Harold Wilson, who now seems to have been a better Prime Minister than he seemed at the time, was fond of brandy, though he wasn’t a drunk like his Foreign Secretary George Brown. (Mogg the Elder said that George Brown drunk was a better man than Harold Wilson sober.) The last Tory Prime Ministers of the twentieth century, Ted Heath, Margaret Thatcher and John Major, were none of them averse to a drop of whisky, more than a drop indeed. Mrs Thatcher, I’ve been told, could, and sometimes would, put away the whisky in a manner and quantity that would have won her the respect of hardened topers in a Glasgow pub, had she ever ventured into one.
Finally, Charlie Kennedy, the party leader I have most respected in the last twenty years, and the only one to have had the intelligence, common sense and gumption to oppose Tony Blair’s Iraq war, was a Highland Scot with more than a fondness for “the cratur”, but his drinking was deemed unsuitable for our puritanical times, and his timid party pushed him out, something that Liberal Democrat voters have surely had cause to regret.

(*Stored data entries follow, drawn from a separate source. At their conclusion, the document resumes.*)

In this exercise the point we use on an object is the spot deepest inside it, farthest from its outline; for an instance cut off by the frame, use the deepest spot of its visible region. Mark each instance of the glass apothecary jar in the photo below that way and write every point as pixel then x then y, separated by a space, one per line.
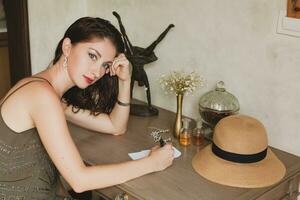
pixel 217 104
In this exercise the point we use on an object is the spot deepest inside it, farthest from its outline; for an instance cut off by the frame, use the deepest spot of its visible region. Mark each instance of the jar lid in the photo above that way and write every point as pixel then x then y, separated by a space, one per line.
pixel 219 100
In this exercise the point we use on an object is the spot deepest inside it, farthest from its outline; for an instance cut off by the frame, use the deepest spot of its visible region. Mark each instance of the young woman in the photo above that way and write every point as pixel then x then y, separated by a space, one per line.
pixel 88 83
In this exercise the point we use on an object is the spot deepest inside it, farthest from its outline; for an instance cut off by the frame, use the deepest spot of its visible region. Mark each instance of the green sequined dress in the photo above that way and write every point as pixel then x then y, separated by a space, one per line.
pixel 26 171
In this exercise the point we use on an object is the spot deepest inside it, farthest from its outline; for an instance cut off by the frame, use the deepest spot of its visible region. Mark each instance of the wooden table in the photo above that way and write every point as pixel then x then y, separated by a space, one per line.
pixel 180 181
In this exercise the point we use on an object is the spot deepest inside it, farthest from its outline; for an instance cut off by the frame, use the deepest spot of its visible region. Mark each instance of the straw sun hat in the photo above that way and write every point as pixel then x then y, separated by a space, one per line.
pixel 239 155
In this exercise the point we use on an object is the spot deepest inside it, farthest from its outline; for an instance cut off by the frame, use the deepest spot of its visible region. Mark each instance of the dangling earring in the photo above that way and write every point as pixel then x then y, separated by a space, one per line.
pixel 65 64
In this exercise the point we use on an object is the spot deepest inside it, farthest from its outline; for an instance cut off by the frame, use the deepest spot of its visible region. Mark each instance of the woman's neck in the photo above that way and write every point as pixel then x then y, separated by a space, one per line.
pixel 59 78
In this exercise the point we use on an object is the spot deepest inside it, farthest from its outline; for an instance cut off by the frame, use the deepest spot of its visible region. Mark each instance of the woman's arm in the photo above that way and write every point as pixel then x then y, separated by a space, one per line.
pixel 47 114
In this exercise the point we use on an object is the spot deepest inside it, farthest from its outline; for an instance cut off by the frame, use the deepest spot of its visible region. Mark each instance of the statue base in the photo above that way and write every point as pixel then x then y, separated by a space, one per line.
pixel 143 110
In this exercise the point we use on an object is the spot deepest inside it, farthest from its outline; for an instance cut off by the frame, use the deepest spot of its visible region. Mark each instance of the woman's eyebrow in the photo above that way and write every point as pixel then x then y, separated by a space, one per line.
pixel 96 51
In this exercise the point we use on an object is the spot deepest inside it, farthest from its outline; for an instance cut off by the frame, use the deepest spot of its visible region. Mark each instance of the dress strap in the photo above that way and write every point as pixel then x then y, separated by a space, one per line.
pixel 5 98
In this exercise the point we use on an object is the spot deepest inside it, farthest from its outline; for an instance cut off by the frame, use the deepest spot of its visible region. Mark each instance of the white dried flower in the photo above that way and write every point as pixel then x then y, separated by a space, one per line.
pixel 179 82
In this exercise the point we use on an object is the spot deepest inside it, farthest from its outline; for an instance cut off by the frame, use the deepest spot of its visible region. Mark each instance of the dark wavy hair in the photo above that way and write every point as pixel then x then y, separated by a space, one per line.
pixel 101 96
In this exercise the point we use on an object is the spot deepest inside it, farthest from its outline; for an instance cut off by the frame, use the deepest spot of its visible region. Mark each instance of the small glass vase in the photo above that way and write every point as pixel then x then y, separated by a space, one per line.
pixel 178 119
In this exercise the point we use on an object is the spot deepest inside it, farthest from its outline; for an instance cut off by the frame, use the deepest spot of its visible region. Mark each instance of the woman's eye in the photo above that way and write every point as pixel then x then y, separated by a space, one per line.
pixel 105 65
pixel 93 56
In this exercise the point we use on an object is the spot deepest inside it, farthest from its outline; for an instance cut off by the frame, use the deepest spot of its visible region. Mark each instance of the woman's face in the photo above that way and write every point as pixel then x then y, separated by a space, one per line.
pixel 89 61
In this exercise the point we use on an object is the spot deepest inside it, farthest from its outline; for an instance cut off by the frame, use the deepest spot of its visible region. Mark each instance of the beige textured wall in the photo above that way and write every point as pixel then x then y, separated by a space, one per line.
pixel 48 20
pixel 4 71
pixel 234 41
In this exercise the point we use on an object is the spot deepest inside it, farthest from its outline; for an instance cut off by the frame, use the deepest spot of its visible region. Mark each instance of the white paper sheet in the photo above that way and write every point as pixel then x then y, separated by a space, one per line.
pixel 144 153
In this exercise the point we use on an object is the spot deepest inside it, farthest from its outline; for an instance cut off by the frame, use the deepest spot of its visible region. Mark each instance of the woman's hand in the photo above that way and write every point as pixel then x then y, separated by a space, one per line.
pixel 120 68
pixel 161 157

So, thinking of Charlie, it’s perhaps no surprise that the candidates in the dark comedy of the Tory leadership election may confess to experiments with drugs in their youth, but say nothing about booze. After all, we live in a time when even newspaper offices are dry and a lunchtime sandwich at the desk has replaced a session in El Vino’s, a development which, as much as anything, may account for the decline in quality and circulation of the printed press.
Sadly the only politician now who is happy to be associated with booze and photographed with a pint in his hand is Nigel Farage. Could it be that this is why his new child, the Brexit Party, stands high in the polls. Is there a lesson here for the Tory aspirants? If there is, will they learn it?
* Punch: a humorous weekly, long defunct.